Sumi-e Artists of Canada 2018 Show - November 10th and 11th, 2018
Art attracts everyone. Particularly the diverse and engaging oriental art in sumi-e painting exhibitions.
Many families and many ages came to this year's show.
All these people - who return year after year - found themselves just as fascinated this year.
The Ruth Yamada award, named after the Japanese Canadian Cultural Centre's first sumi-e art instructor, was given to Hiroshi Yamamoto for A Snow Field. Judge Kathy Matsushita wrote these comments:
The artist conveys the cold, pristine scene and the openness of the snow field by the clever composition of the elements. The skilled use of sumi-e ink helps in drawing us into the depths of the wide expanse.
Diana Bullock's Togetherness received an honourable mention with these comments:
Contrasting ink tones immediately draws attention to this piece. The warmth and caring between the two is captured well.
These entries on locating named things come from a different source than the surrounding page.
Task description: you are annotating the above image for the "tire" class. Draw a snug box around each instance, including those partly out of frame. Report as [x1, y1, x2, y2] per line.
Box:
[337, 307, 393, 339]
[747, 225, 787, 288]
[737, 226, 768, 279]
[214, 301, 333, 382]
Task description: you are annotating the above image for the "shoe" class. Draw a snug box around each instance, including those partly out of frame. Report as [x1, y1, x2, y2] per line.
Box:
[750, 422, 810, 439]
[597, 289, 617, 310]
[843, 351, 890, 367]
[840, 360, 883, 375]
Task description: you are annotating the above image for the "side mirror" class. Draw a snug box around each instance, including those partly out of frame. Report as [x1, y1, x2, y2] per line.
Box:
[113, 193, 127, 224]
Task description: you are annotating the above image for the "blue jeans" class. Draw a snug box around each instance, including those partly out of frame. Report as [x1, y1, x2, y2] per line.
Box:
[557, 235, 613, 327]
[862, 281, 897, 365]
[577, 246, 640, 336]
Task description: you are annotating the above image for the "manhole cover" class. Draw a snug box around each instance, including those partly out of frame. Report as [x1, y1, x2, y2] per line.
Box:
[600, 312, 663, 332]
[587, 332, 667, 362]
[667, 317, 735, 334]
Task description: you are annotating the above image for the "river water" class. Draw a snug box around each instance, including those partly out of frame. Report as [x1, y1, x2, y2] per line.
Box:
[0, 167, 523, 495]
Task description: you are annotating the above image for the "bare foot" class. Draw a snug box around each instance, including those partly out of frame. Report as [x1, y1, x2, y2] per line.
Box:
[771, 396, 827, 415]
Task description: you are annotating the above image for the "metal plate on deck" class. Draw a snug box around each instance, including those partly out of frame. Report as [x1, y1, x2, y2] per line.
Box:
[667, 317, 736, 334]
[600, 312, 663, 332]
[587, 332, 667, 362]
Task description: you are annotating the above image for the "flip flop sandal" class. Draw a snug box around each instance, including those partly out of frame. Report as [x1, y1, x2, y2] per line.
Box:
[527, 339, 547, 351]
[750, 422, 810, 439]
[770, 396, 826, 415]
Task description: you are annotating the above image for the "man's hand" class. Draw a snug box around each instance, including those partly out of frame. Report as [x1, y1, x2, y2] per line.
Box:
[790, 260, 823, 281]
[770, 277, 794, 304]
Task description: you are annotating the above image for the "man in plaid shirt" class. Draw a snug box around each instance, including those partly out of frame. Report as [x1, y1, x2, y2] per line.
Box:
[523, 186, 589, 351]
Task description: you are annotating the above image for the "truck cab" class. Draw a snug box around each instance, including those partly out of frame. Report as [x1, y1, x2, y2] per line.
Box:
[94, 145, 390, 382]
Before Sunrise by Monica Chow was also an honourable mention. These comments were added:
The serenity of this peaceful seaside scene is captured well. Expert use of sumi-e ink.
Morven Crother's Fascination, another honourable mention, received these comments from Kathy Matsushita:
The pensive look on the young cat is captured well. She seems to be ready at any second to satisfy her curiosity! Effective use of suminagashi.
Wild Love by Roslyn Levin was an honourable mention with the following comments:
The soft brush strokes used on the lion and lioness help the viewer to experience the deep feeling between them. Dark accents of the brush bring them to life.
Guarding the Mountain by Mimi Yeung had these comments for her honourable mention:
The powerful strength of the brush strokes expresses the daunting task of the subject. Effective use of sumi-e and colour.
These paintings and others had onlookers finding lots of details to discuss.
Other reactions were more contemplative.
Visitors could watch demonstrators like Roslyn Levin paint a horse.
Or look at a horse already on display.
Everyone found something to think about in this large, vibrant show.
No matter where you looked, someone had something to say or ponder.
Hiroshi Yamamoto was another demonstrator who interested those intrigued by how sumi-e paintings develop from a blank piece of paper.
Visitors also got to look at some comical characters like this frog.
Sushi and green tea awaited in the tea room.
Cards were another attraction.
Nancy Jacobi from the Japanese Paper Place had lots of Japanese paper for sale. Japanese paper is the preferred paper for sumi-e painters.
Sometimes you have to look extra hard at some works of art.
Or maybe talk to your parents.
Cats are a perennial favourite.
Birds are also favourites.
Out of all these visitors no doubt a few will start to become artists themselves.